Pages from Beyond Drifting: Imperfectly Known Animals (courtesy Overlapse)
Some of Thompson’s drawings can be detected on the dust jacket and pages of Beyond Drifting, which also has a faded blue binding, bent library card inside, red ribbon bookmark, and printed mold and marks that cleverly suggest a well-used tome. A section sealed with a “CONCEALED HAZARD” sticker can be broken open, revealing an index of the very contemporary trash captured in the book. Heplandista Ica is an electric plug and wire; Amphilima Distinctae, a smashed coat hanger. Red letters in their Latin-inspired labels indicate that each hides the word “plastic” in its name. What appears as the blurred ripple of drifting plankton is actually the plastic chain of a rosary, and it’s a partially burnt plastic flower, not some mysterious organism, that buoyantly bobs in another photograph.
Beyond Drifting could be viewed as a playful project, with Barker using Victorian taxonomy to impart an irreverent sense of awe to discarded stroller wheels and plastic bottles, yet the issue it presents is serious. The beguiling details of these small specimens, from wispy brush bristles to a ghostly six-pack yoke, represent a global concern for the future of life in our oceans.

Pages from Beyond Drifting: Imperfectly Known Animals (courtesy Overlapse)

Beyond Drifting: Imperfectly Known Animals without its dust jacket (courtesy Overlapse)

Mandy Barker, “Aureplia Auristrice. Specimen collected from Blackrock shoreline, Cove of Cork, Ireland (Shoe sole)” (courtesy the artist)

Mandy Barker, “Balaplus Aforastuic.

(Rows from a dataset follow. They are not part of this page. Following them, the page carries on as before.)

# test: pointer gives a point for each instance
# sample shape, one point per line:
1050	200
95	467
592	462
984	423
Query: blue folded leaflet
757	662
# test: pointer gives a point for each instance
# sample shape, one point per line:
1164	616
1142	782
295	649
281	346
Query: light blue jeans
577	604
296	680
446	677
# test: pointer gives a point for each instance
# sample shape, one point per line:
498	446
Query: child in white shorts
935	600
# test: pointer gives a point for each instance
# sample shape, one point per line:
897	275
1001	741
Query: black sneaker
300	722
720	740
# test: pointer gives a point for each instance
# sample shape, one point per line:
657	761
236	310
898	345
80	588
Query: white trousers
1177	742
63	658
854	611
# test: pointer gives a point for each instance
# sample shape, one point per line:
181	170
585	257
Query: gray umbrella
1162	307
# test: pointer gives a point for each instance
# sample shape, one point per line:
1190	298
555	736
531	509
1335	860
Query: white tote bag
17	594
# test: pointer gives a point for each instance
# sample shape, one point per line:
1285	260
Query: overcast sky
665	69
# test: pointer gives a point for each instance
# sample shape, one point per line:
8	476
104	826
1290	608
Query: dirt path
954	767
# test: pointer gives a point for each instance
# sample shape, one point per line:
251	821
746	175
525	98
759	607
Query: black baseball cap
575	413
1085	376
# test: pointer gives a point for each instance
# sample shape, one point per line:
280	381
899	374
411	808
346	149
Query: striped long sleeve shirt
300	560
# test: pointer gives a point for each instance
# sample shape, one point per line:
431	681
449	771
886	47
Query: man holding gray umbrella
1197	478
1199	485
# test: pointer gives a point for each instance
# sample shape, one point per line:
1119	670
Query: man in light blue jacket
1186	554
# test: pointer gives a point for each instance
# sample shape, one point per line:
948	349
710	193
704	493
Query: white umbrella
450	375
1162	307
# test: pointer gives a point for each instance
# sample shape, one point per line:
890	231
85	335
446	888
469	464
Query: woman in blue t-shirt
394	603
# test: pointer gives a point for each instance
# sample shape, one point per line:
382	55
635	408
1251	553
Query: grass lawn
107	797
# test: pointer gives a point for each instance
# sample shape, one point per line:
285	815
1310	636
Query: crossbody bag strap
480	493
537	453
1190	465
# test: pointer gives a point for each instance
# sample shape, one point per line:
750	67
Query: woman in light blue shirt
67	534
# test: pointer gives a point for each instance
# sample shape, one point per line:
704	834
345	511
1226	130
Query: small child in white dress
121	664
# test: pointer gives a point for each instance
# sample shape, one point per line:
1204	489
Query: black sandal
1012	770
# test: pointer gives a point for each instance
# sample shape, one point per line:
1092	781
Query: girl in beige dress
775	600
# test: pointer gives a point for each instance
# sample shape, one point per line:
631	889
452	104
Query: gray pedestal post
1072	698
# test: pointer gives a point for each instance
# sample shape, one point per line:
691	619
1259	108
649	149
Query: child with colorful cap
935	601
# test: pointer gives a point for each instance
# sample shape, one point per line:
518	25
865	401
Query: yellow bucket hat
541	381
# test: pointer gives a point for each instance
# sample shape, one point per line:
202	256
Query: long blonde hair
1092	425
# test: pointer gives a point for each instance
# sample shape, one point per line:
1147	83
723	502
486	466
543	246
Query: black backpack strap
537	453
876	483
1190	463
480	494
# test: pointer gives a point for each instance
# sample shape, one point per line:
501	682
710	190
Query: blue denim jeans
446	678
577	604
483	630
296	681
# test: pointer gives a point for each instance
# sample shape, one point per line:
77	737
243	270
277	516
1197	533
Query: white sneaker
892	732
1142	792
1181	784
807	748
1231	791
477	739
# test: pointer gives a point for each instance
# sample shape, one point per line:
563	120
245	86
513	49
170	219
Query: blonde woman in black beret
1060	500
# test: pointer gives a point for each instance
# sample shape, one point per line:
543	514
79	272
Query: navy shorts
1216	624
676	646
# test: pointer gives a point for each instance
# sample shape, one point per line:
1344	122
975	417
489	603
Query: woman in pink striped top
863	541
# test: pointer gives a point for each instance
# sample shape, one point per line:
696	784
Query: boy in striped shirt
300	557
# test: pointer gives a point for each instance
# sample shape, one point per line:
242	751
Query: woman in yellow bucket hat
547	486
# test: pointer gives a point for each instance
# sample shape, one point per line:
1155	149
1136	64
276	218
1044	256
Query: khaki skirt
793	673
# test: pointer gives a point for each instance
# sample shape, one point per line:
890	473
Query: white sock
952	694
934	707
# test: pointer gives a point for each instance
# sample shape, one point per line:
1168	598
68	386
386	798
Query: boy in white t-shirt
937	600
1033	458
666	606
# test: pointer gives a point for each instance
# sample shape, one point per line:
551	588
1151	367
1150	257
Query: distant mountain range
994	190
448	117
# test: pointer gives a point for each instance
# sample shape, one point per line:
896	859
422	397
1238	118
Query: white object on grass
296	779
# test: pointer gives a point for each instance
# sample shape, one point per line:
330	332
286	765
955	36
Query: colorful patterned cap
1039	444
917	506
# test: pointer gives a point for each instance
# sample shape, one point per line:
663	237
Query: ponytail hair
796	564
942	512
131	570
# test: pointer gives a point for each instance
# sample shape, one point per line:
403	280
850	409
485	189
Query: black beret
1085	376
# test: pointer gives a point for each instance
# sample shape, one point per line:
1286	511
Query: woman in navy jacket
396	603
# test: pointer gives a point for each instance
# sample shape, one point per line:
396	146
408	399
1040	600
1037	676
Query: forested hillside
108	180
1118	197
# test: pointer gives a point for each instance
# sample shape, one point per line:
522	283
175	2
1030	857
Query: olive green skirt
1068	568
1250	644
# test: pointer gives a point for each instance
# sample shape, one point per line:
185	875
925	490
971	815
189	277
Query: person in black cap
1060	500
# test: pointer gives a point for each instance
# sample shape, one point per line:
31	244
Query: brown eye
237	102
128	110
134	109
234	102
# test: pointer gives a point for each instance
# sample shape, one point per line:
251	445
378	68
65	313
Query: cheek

Specimen collected from Cobh Shoreline, Cove of Cork (Plastic bag)” (courtesy the artist)

Mandy Barker, “Copeopod Langistcus. Specimen collected from Roche’s Point, Cove of Cork, Ireland (Six pack plastic yoke)” (courtesy the artist)

Mandy Barker, “Nebulae Plaurosbrathic. Specimen collected from Carrigaloe estuary, Cove of Cork, Ireland (Plastic flower, partially burnt (group))” (courtesy the artist)

Mandy Barker, “Ophelia Medustica. Specimen collected from Glouthaune shoreline, Cove of Cork, Ireland (Pram wheel)” (courtesy the artist)

Mandy Barker, “Phoronilasteri Crae. Specimen collected from Whitepoint, Cobh shoreline, Cove of Cork, Ireland (Tricycle wheel)” (courtesy the artist)

Mandy Barker, “Poletastae Nipliuc. Specimen collected from Whitepoint, Cobh shoreline, Cove of Cork, Ireland (Container base)” (courtesy the artist)

Mandy Barker, “Psammelas Iteusic. Specimen collected from Dunkettle Interchange, Ireland (Industrial coil)” (courtesy the artist)
Mandy Barker’s Beyond Drifting: Imperfectly Known Animals is out now from Overlapse.